The public perception of abusive consequences can also cause problems. An epidemic of obesity among American youth quickly became attributed to excessive consumption of sweetened soft drinks and snacks. This conclusion has led school systems and even states to mandate that only healthy beverages and snacks may be marketed to students through on-campus vending machines.
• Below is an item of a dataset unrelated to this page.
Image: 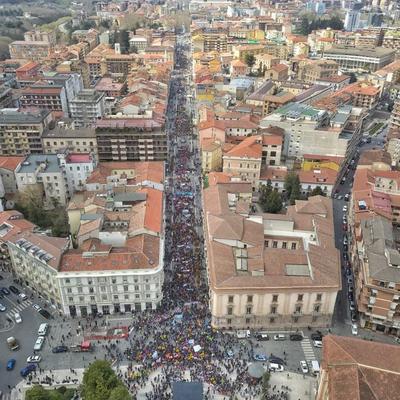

Neglecting to observe industry procedures (like a formal competitive bidding process) or regulations can lead to scrutiny and/or failure. The Federal Aviation Association, for example, prohibits naming rights for airports. Awareness of regulatory standards is imperative before any proposal can be seriously considered.

Lastly, a firewall needs to be in place to prevent corruption – or the perception of unethical practices. It may not be legally necessary to use a Request for Proposal (“RFP”) process or the like (RFIQ, etc.) since the city will not be spending money, just collecting it. But by employing a non-preferential, open process, public sector entities avoid any misconceptions about single-source favoritism and even corrupt practices.

MuniNet: In $ave Your City, you provide several case studies of municipal marketing programs. Which would you identify as the most unique/innovative?

Riley: My personal favorite was suggested by a woman who attended my recent keynote speech to the Fall Conference of the GCCMA. Her idea: have Petco or PetSmart sponsor signs on top of municipal fire hydrants. The signs would simply say: “This Doggie Rest Stop is brought to you by (sponsor’s name goes here).”

From placing a corporate banner on the outside of a snow plow shovel to including ad inserts in public service mailers to new parents, the possibilities are wide in scope. Innovative leaders may need to shift from a mindset of “why?” to one of “why not?!” as they consider creative ways to increase revenues.